Cecilia Lundberg
Lund University
Sweden
Development of in vivo gene therapy methods to treat Parkinsons disease.
The Swedish Brain Foundation
€ 108,814
01/07/2015
2.5
This project is based on the idea that to be a viable clinical option, gene therapy needs to be cell-specific
and regulatable, which optimizes efficacy and minimizes side effects.
My group has pioneered the development of cell-specific, disease auto-regulated lentiviral vectors for gene therapy (Jakobsson et al, 2003, 2004, 2006, Nielsen et al, 2009, Wettergren et al, 2012). The vectors offer a possibility to deliver a therapeutic substance to a specific cell type, e.g. astrocytes, and have the transgene expression vary in accordance with the severity of the disease, in this case astrogliosis. Furthermore, we have developed vectors that can be regulated by oral drug delivery based on protein stability rather that transcriptional activity (Tai et al, 2012, Quintino et al, 2013). At this point we will make use of the technology
we have developed, further refine it and utilize it as a base for therapeutic approaches in models of Parkinsons disease (PD).
Our main objective in this project is to develop cell-specific lentiviral vectors that can be regulated and used to treat the hallmarks features of PD, as well as be instrumental as research tools for the further understanding of the molecular mechanisms that govern the development of these hallmarks.
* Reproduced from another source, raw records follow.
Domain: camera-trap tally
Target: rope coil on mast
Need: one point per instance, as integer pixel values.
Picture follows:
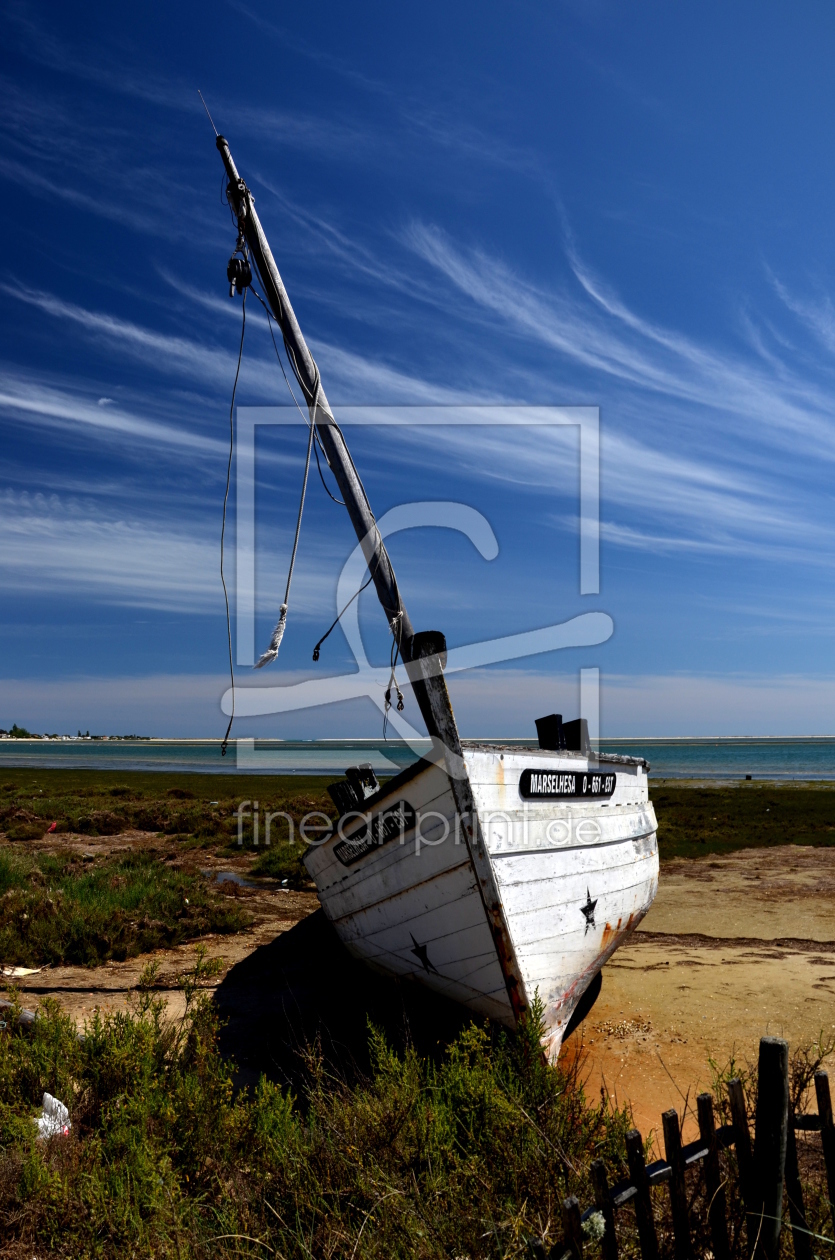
(239, 276)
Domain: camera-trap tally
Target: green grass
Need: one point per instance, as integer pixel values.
(195, 810)
(61, 909)
(469, 1156)
(697, 820)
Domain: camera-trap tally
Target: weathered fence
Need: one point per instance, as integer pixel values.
(766, 1168)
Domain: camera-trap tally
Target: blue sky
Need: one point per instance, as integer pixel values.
(573, 204)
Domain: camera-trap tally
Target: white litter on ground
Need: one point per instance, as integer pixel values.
(54, 1119)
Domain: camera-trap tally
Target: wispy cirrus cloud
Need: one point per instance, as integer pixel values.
(596, 329)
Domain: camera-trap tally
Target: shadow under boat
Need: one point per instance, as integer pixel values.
(305, 989)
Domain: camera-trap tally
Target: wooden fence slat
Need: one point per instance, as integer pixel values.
(828, 1134)
(713, 1178)
(771, 1128)
(603, 1205)
(744, 1158)
(572, 1229)
(678, 1191)
(801, 1239)
(642, 1198)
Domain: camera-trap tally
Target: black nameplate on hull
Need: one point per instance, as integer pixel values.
(566, 785)
(391, 824)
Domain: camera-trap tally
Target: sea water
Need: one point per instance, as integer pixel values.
(775, 757)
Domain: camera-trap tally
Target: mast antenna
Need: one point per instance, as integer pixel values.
(207, 112)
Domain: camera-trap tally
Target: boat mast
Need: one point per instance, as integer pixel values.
(427, 679)
(423, 653)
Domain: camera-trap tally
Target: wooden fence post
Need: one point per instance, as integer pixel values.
(678, 1192)
(642, 1200)
(603, 1205)
(828, 1134)
(801, 1237)
(744, 1158)
(572, 1229)
(713, 1178)
(770, 1144)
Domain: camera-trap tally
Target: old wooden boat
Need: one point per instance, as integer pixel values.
(490, 875)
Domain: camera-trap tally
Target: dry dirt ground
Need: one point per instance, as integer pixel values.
(81, 989)
(733, 948)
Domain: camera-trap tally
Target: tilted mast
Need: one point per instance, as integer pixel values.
(427, 681)
(425, 653)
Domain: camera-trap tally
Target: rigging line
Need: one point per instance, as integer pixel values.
(379, 548)
(306, 418)
(223, 527)
(207, 112)
(338, 619)
(278, 633)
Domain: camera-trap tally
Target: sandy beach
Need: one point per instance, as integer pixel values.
(733, 948)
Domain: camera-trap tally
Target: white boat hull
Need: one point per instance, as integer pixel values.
(553, 888)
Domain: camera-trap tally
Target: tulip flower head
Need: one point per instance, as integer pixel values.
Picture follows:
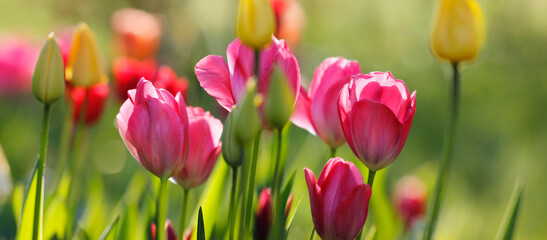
(96, 102)
(255, 23)
(376, 112)
(154, 126)
(84, 67)
(227, 81)
(314, 108)
(205, 146)
(458, 34)
(339, 200)
(48, 81)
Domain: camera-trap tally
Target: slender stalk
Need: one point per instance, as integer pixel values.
(38, 210)
(161, 208)
(447, 154)
(231, 212)
(277, 160)
(332, 152)
(371, 175)
(183, 211)
(250, 189)
(312, 235)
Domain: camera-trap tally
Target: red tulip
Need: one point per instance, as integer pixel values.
(96, 102)
(376, 113)
(154, 126)
(137, 33)
(128, 71)
(339, 200)
(290, 20)
(314, 109)
(168, 80)
(410, 199)
(226, 82)
(205, 146)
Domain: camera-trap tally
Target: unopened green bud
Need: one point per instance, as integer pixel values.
(280, 101)
(48, 80)
(232, 150)
(246, 116)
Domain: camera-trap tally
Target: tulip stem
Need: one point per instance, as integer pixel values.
(312, 235)
(371, 175)
(231, 212)
(250, 189)
(161, 209)
(183, 211)
(447, 153)
(37, 226)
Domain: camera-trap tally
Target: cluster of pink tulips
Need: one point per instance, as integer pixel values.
(259, 84)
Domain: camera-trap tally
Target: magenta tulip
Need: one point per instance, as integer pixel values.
(376, 113)
(339, 200)
(226, 81)
(205, 146)
(154, 126)
(314, 111)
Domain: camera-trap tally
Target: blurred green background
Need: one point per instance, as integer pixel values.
(502, 132)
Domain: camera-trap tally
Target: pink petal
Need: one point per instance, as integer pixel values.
(213, 75)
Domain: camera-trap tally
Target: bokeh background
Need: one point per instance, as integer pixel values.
(502, 132)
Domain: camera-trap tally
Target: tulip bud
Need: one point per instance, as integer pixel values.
(280, 101)
(255, 23)
(246, 116)
(232, 151)
(458, 34)
(48, 81)
(83, 67)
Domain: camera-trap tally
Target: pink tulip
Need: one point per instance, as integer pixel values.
(376, 113)
(314, 111)
(205, 146)
(226, 81)
(154, 126)
(339, 200)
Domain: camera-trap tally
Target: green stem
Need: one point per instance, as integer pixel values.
(231, 212)
(183, 211)
(371, 175)
(38, 210)
(161, 208)
(332, 152)
(447, 153)
(312, 235)
(277, 160)
(250, 189)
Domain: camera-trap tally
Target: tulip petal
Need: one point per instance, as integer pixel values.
(213, 75)
(301, 115)
(375, 133)
(241, 62)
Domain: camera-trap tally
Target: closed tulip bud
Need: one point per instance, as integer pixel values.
(376, 113)
(338, 199)
(247, 120)
(232, 150)
(48, 81)
(154, 126)
(84, 67)
(279, 101)
(458, 34)
(255, 23)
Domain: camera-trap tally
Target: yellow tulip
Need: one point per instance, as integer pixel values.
(84, 67)
(255, 23)
(48, 80)
(458, 34)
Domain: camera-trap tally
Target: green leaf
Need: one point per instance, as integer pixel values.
(201, 229)
(27, 214)
(111, 231)
(509, 221)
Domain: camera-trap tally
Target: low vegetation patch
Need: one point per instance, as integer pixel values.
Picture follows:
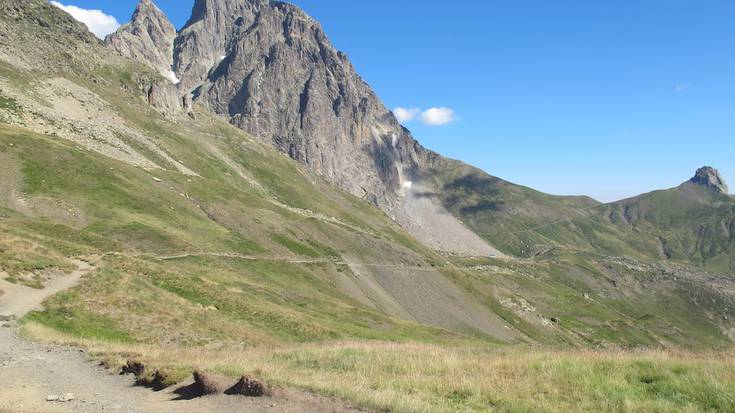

Towards this purpose we will investigate the differential expression miRNAs in subpopulations of neurons in the striatum in different states of dopamine signaling status and use this data to develop vectors specific for subpopulations of striatal neurons. Furthermore, using new, innovative retrogradely transported vectors we will test the hypothesis that selective inhibition of signaling molecules in D1-neurons in the striatum will be more effective to ameliorate L-DOPA induced dyskinesia symptoms. Using our recently developed system for transgene regulation we will attempt to reinstate the GDNF response in nigral neurons, that is lost due dysexpression of alpha-synuclein. Moreover, this system will also be used to analyze the longlivety of the neurotrophic outcomes of GDNF expression in a model of Parkinsons disease, thus testing
the feasibility of the therapy over long treatment periods in a controlled pre-clinical setting.